Although his 1990 album If There Was a Way didn't have as many Top Ten hits, it was a major success; it was his first album since his debut to go platinum. This Time, released in the spring of 1993, was an even bigger hit, spawning three number two singles — "Ain't That Lonely Yet," "A Thousand Miles from Nowhere," and "Fast as You" — and going platinum. After its release, Yoakam was silent for two years, returning in the summer of 1995 with Dwight Live, which didn't set the charts on fire. In the fall of that year, he released his sixth album, Gone, which went gold by the spring of 1996, although it didn't produce any major country hits. After 1997's Under the Covers, a collection of cover songs, Yoakam returned with the all-new A Long Way Home in 1998. Another compilation, Last Chance for a Thousand Years: Greatest Hits from the '90s, was released in 1999; its newly recorded version of Queen's "Crazy Little Thing Called Love" became Yoakam's biggest hit in six years, even hitting the lower reaches of the pop charts thanks to its exposure in a khakis commercial. Two albums followed in 2000: dwightyoakamacoustic.net, a bare-bones, all-acoustic revisitation of Yoakam's back catalog; and the more standard studio project Tomorrow's Sounds Today, which featured further collaborations with Buck Owens and a cover of Cheap Trick's "I Want You to Want Me."
In 2001, Yoakam debuted as a writer and director, also issuing the soundtrack South of Heaven, West of Hell to accompany it.
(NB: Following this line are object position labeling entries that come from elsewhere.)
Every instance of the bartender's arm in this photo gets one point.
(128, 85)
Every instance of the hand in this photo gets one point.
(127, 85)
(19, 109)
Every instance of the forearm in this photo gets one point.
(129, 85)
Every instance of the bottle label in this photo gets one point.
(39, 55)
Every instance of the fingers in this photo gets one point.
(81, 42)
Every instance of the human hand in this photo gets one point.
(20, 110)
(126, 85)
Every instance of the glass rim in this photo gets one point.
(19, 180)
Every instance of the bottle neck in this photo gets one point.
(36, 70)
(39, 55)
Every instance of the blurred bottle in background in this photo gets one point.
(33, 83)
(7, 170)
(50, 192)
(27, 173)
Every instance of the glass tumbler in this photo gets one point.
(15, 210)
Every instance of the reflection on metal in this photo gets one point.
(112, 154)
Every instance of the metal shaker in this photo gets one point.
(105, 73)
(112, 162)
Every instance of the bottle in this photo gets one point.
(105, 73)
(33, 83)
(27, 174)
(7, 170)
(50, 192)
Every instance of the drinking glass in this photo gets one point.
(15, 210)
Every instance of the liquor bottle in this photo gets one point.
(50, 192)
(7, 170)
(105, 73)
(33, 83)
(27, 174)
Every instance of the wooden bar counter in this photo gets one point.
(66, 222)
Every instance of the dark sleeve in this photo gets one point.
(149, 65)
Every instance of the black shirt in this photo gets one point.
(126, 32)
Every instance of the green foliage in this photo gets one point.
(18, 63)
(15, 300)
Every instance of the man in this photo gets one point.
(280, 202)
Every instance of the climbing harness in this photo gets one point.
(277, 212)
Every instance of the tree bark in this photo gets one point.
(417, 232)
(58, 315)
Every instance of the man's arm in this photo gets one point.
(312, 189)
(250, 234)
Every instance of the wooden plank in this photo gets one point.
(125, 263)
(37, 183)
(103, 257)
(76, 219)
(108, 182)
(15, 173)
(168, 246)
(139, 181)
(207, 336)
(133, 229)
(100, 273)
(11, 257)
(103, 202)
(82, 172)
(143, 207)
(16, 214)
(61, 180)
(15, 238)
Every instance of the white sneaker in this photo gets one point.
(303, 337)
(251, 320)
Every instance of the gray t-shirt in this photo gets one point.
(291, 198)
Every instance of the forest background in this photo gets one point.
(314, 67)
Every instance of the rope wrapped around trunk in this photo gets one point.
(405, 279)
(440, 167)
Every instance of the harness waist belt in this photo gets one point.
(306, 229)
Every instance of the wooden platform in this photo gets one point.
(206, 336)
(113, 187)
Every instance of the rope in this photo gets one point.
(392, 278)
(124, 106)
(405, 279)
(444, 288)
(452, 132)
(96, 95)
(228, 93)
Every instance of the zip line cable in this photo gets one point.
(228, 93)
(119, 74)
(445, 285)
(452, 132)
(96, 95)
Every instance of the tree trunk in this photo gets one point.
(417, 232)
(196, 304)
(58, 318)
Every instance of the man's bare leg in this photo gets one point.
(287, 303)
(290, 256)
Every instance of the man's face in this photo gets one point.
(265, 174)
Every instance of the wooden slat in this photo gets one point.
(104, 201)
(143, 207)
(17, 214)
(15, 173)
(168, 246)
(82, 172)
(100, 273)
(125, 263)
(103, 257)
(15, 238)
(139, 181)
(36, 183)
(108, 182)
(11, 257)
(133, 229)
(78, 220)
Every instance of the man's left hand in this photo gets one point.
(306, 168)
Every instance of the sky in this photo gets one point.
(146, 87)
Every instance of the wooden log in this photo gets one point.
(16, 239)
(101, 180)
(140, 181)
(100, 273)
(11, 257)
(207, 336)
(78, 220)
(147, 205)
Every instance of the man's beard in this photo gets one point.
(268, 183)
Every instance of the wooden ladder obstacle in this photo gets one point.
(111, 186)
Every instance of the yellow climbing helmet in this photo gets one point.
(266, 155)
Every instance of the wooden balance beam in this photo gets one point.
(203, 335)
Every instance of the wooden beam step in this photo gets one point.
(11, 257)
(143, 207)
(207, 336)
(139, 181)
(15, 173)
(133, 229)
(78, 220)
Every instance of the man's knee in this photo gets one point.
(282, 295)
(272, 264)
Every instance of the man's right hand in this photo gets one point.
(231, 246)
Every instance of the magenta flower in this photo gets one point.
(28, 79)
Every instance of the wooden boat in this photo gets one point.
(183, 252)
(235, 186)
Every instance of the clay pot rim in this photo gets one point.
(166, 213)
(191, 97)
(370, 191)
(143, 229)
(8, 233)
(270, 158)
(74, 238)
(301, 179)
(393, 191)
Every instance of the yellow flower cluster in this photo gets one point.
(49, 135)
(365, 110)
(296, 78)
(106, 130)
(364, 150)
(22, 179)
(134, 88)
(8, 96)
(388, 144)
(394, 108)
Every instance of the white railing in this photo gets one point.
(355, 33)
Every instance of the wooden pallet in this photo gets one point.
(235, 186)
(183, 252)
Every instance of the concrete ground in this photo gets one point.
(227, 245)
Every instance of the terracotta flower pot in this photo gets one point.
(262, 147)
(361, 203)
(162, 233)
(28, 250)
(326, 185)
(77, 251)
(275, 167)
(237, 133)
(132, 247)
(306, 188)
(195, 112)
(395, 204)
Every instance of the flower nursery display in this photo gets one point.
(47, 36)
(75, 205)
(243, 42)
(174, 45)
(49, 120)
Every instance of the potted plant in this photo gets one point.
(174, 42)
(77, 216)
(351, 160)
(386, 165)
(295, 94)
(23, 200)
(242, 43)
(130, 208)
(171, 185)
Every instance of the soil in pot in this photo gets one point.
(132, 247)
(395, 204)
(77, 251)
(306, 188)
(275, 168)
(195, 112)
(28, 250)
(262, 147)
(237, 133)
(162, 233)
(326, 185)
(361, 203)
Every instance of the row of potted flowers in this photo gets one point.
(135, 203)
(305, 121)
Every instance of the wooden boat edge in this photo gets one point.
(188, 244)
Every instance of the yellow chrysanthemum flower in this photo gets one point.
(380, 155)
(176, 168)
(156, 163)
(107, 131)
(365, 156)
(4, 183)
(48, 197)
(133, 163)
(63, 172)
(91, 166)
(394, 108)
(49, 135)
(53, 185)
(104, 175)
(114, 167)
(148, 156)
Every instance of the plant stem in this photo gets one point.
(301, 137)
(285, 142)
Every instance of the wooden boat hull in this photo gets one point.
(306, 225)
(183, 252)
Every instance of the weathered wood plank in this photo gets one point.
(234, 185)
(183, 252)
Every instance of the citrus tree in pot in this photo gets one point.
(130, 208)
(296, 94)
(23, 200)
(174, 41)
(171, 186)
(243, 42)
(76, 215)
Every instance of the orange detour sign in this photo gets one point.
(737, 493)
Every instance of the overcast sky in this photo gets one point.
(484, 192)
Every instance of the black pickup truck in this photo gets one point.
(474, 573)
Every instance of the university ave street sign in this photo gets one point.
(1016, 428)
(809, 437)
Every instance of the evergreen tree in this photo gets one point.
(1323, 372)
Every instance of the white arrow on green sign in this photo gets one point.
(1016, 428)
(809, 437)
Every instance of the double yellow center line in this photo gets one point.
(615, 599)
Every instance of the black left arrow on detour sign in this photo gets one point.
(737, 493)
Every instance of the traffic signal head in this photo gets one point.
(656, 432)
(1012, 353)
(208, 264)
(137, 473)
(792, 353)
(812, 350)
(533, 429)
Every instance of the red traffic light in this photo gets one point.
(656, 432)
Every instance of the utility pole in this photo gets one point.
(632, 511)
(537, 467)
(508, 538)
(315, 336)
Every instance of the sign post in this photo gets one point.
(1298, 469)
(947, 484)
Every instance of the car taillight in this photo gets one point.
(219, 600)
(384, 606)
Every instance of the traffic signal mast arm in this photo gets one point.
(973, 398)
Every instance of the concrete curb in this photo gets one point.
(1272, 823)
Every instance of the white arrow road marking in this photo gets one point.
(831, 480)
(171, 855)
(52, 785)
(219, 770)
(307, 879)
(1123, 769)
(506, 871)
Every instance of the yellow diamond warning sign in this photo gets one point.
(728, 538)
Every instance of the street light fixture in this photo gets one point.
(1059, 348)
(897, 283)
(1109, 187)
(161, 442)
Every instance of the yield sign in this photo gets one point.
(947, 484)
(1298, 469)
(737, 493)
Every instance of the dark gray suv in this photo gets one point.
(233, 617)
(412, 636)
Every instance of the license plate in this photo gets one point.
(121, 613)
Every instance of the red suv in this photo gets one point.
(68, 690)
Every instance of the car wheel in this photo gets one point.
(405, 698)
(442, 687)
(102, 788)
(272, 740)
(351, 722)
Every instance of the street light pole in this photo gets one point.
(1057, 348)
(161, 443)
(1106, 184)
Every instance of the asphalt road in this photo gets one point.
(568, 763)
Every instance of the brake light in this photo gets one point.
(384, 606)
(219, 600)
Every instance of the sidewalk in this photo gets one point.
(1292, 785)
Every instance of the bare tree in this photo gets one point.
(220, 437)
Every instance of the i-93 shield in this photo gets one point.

Two years later, he debuted on a new label (Audium) with Population Me, while Reprise issued the compilation In Others' Words to compete with it. In 2004 he released Dwight's Used Records, a 14-track anthology of duets that appeared on other artists' albums, unreleased covers, and cuts Yoakam contributed to various tribute compilations. An album of all new material, the self-produced Blame the Vain, followed in 2005 along with the live album Live from Austin, TX. An album of Buck Owens covers, Dwight Sings Buck, appeared in 2007. 2012's 3 Pears, Yoakam's first album since returning to Warner Bros. Records after a trio of releases for New West Records, and his first album of original material since 2005's Blame the Vain, featured a pair of Beck productions, "A Heart Like Mine" and "Missing Heart," recorded at Beck's home studio in California.